To be sure, some barriers needed to be torn down, and we are better off for their elimination.  For example, racial boundaries that divided us sharply based on the superficial distinction of skin colour.  Or class distinctions that dictated that we limit our associations to those of a particular economic class.  I’m not saying that these distinctions no longer exist.  But when we cross such boundaries, we are not invoking the same degree of taboo that we once did.  Perhaps one day in our lifetimes, nobody will care any longer about such things.  There is plenty of evidence that we are moving in that direction, and I believe that’s a good thing.
But if I were to stand in front of you and proclaim that all boundaries and distinctions are obsolete, I would not be authentic to Torah.

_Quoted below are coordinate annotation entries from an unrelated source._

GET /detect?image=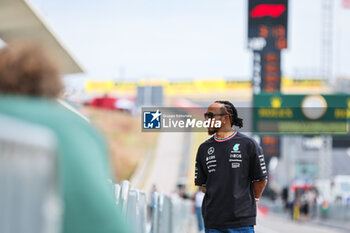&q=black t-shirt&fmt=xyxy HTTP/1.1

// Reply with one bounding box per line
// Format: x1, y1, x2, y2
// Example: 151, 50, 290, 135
195, 132, 267, 228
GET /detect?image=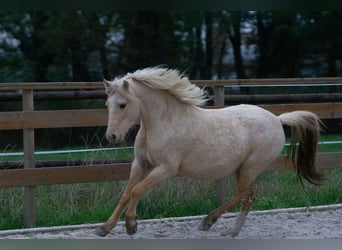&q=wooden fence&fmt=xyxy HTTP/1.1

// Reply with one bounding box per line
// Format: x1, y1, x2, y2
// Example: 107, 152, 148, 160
0, 78, 342, 227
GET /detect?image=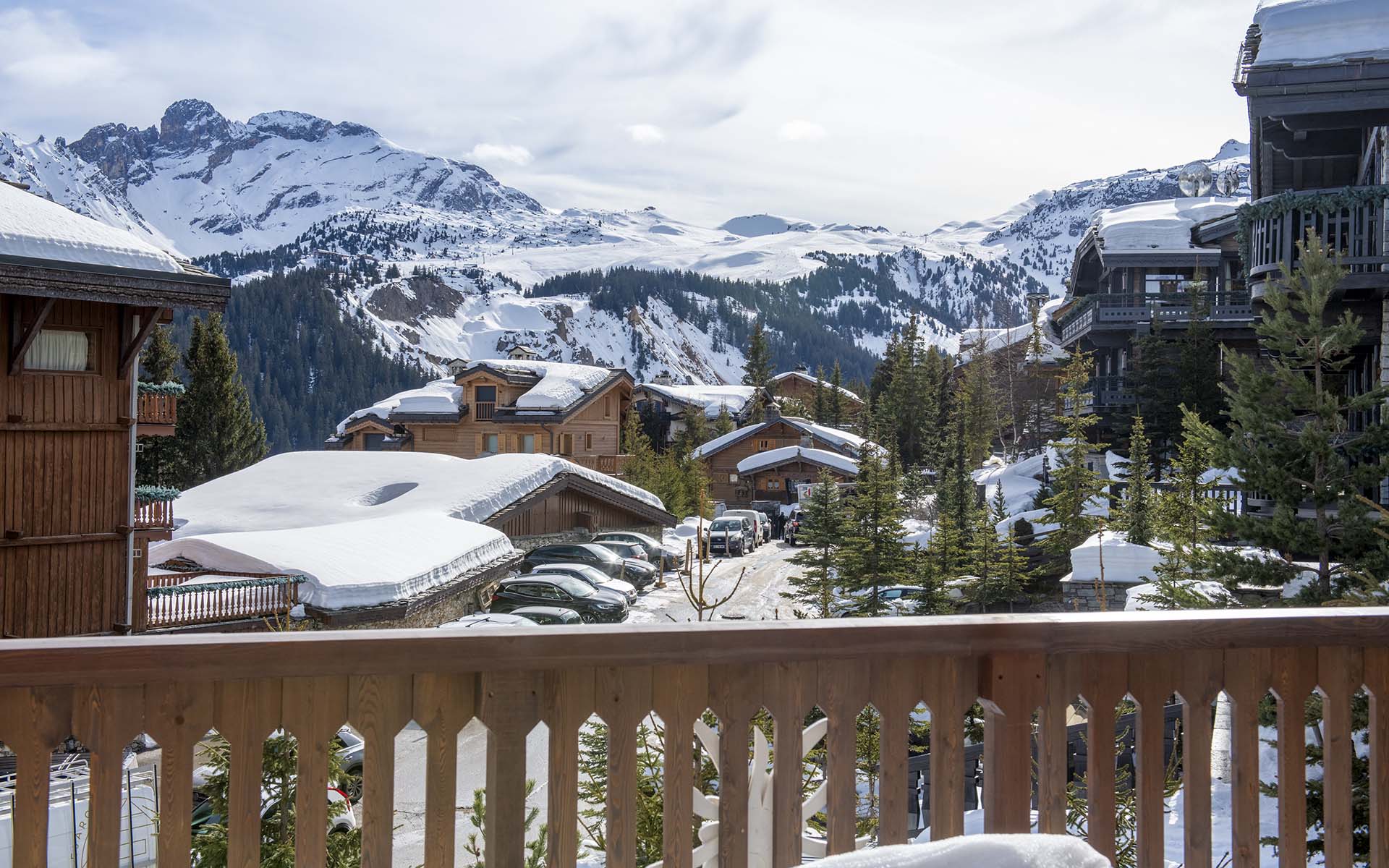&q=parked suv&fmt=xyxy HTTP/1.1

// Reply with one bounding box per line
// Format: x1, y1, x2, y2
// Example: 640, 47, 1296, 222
524, 543, 657, 590
708, 514, 757, 557
489, 574, 626, 624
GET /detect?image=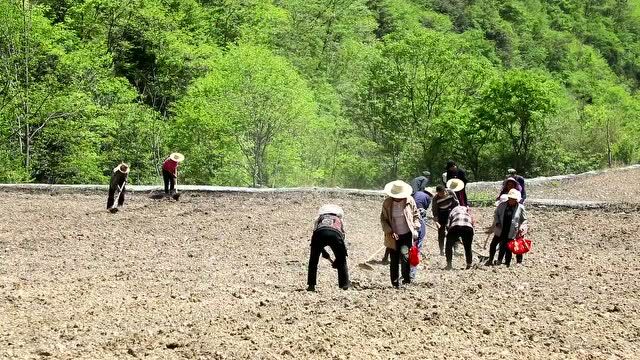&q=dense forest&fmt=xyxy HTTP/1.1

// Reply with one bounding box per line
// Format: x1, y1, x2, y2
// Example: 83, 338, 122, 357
0, 0, 640, 188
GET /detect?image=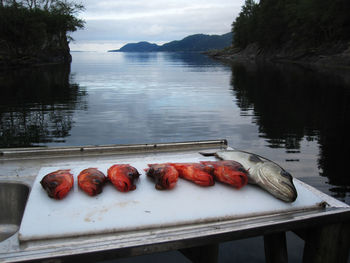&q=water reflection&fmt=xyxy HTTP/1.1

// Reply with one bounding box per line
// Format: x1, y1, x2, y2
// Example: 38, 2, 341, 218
0, 65, 86, 147
231, 63, 350, 191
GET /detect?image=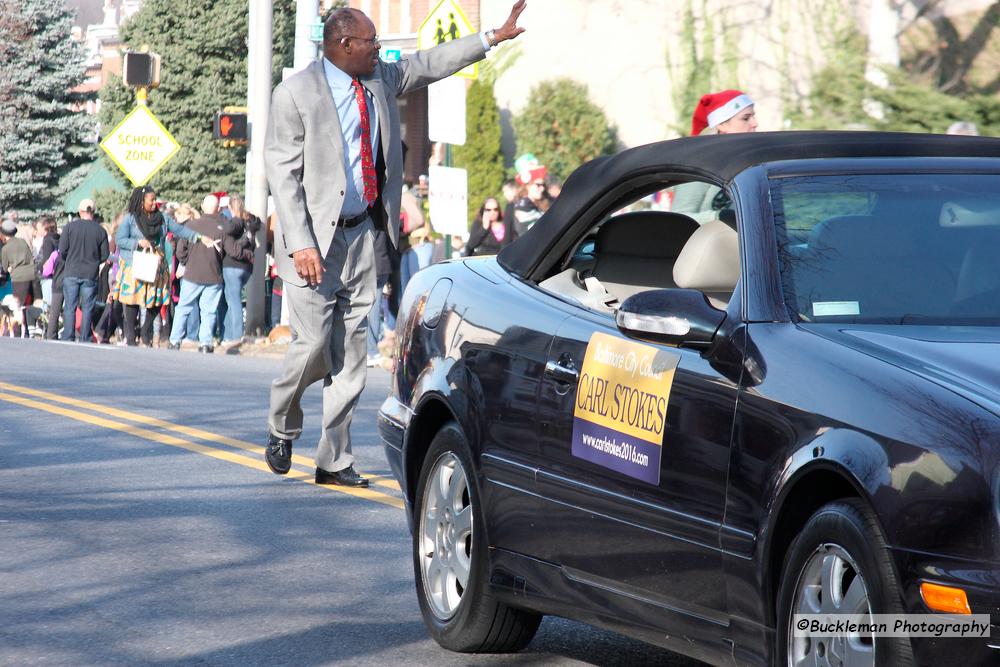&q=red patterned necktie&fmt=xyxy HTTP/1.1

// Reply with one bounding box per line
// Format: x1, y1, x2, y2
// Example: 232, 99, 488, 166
351, 79, 378, 204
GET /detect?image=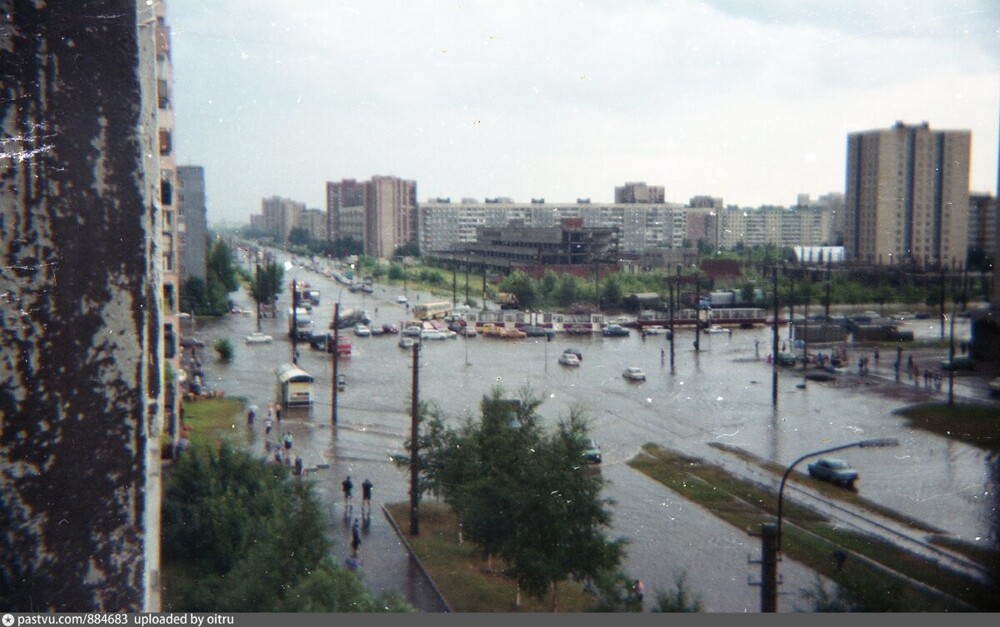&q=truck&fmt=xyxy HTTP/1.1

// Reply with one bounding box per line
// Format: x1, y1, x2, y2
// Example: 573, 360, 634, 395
288, 307, 313, 342
330, 308, 372, 329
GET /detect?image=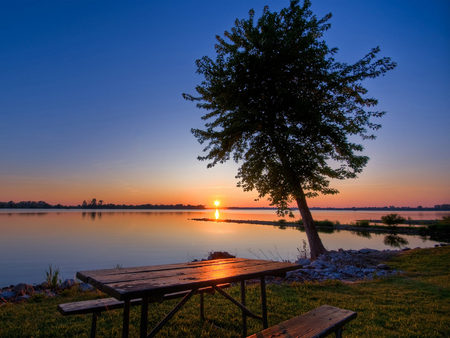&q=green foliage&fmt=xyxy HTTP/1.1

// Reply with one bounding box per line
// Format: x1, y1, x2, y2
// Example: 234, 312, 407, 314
0, 246, 450, 337
381, 214, 406, 227
356, 219, 370, 227
183, 0, 396, 214
45, 264, 61, 290
314, 219, 334, 228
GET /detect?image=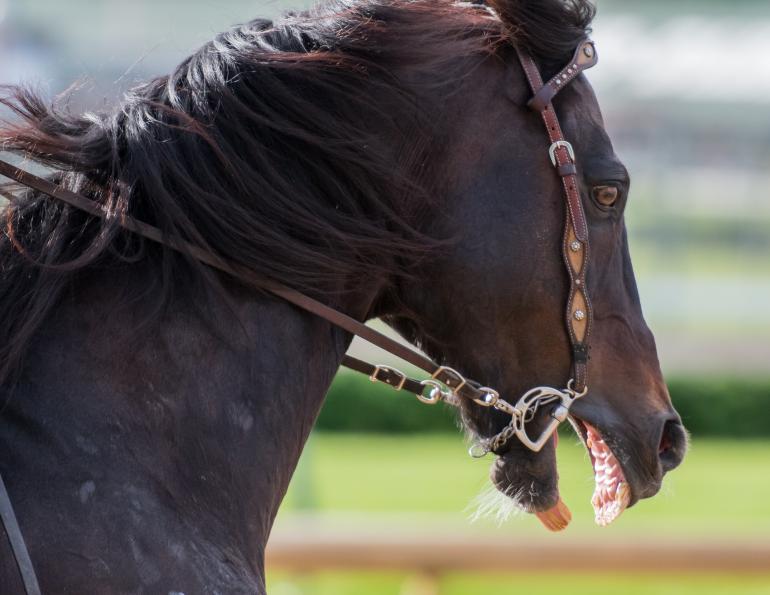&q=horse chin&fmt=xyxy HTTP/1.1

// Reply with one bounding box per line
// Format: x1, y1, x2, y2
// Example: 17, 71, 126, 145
490, 434, 569, 530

          For example, the distinction between Israel and the nations.  If the people Israel are not set aside for a unique role among the nations, then why bother to have a synagogue?  Why not join our neighbours in church?  Why care whether Jews marry one another?  Why accept holy proselytes who are called to take on the distinction of Jew?  Why not send them away and tell them to be good people and that’s it?  Because, deep in the kishkas, most of us in this room this morning believe that we Jews have a Divine purpose for being Jews.  This distinction does not mean we think ourselves better than any other human beings.  Or that we don’t relate collegially to our neighbours who are not Jewish.  At least, it shouldn’t.  We should no more think ourselves superior to others because we are Jews, than we should eschew friendships with those who are not Jewish. 
And it doesn’t mean that all of the children of Noah – that is to say, all the inhabitants of the world – don’t have a sacred purpose in their lives.  But the Jews do have a unique and sacred purpose.  Of course, any Jew can sidestep it without much trouble.  One can easily opt out of Jewish life altogether.  Or, one can remain on the margins of Jewish life where one is probably not serving much apparent purpose in one’s Jewishness.  But that doesn’t change that it matters that we affiliate as Jews, and that we behave as Jews.  That we accept that our being Jews carries some level of obligation.  Far more obligation, than privilege!
Our task is to embrace the boundaries that matter.  To use the distinctions that those boundaries create, to being meaning to our lives.  To bring meaning to our world.  And, at the same time, to reject meaningless or unnecessary boundaries.  And embrace the crossing of the latter.
Do the boundaries between Cohen, Levi, and Yisrael fall into the former, or the latter category?  In Progressive Judaism, most of us hold that they are an example of the latter.  We have decided as a movement to ignore tribal distinctions.  We also advocate the elimination of other distinctions, while preserving others.  But our selective retention of distinctions does not call into question the very enterprise of making such distinctions.  It simply means that we must be careful about the distinctions we draw.  And about how we translate such distinctions, into the way that we relate to one another.  There are religious philosophies extant that would have all of humanity thrown together in one amorphous mass.  One can see the attraction in such a vision of absolute egalitĂ©.  But there are distinctions that are meaningful.  We should not be in such a hurry to erase them.  Shabbat shalom.